# Sony Vtc5 Batteries



## johan

And these guys do ship to South Africa: http://www.ukecigstore.com/new-products/sony-vtc5-18650-2600mah-battery.html

Reactions: Like 2 | Agree 1


----------



## shabbar

whats the shipping like ohm johan


----------



## johan

shabbar said:


> whats the shipping like ohm johan



No idea only had some communiques with them in the past


----------



## shabbar

if theres more interest in these bats im sure we could do a group buy ?

Reactions: Agree 1


----------



## BumbleBee

What am I missing here, what is the difference between the Sony and this Samsung? and isn't this Panasonic a better buy than the other 2?


----------



## shabbar

imr high drain batteries


----------



## shabbar

safer chemistry then ICR/NCR


----------



## BumbleBee

shabbar said:


> safer chemistry then ICR/NCR


ok so basically a whole bunch of technical mumbojumbo, long story short the sony is safer for subohming on mech mods?

Reactions: Agree 3


----------



## iPWN

Mt Baker Vapor also ships batteries to S.A . Ordered 4X VTC5 on special a while ago , shipping came to $ 14.00

Reactions: Like 1 | Informative 1


----------



## Silver

How do you like the batteries @iPWN ?


----------



## iPWN

On my roller with a kayfun @ .8 ohms , the VT5 reads at around 4 volts after a full day vaping. So yeah amazing.

Reactions: Like 1


----------



## Silver

iPWN said:


> On my roller with a kayfun @ .8 ohms , the VT5 reads at around 4 volts after a full day vaping. So yeah amazing.



Wow, thats incredible - after how many mls of juice?

Reactions: Agree 1


----------



## iPWN

Roughly half a tank so 2.5ml-3ml


----------



## Silver

Wow, thats good staying power for a battery @iPWN 
Thanks for sharing

Reactions: Agree 1


----------



## devdev

BumbleBee said:


> ok so basically a whole bunch of technical mumbojumbo, long story short the sony is safer for subohming on mech mods?



Bascially NCR/ICR batteries explode violently in the event of a thermal runaway, which basically is mumbojumbo for shorting a battery by a dead short, or by draining more amps than it can safely put out. This turns your Mod into a pipe bomb.

IMR chemistry batteries are safer because they 'simply' vent gas when they experience thermal runaway. There is no explosion, although you wouldn't really want to be around a venting battery either.

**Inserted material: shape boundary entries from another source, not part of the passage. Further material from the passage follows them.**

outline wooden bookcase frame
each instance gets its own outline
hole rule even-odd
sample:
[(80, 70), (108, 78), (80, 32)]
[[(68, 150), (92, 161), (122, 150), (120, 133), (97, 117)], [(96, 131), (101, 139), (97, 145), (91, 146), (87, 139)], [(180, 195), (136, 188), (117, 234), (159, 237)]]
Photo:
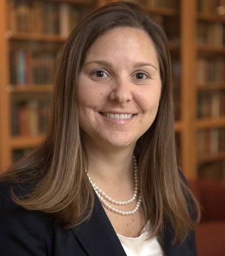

It is for this reason that all well designed mods have venting holes somewhere in their design, so that if the battery gets to thermal runaway there is somewhere for the gas to escape.

Check this thread: http://www.ecigssa.co.za/threads/important-mechanical-mod-safety.792/

You do not want to be subohming unless you are familiar and comfortable with all the things discussed in that thread!

Reactions: Like 1 | Agree 1 | Thanks 1 | Informative 1


----------



## Cat

mtbaker out of stock.  i have to get something else for or get a store credit for $22.


----------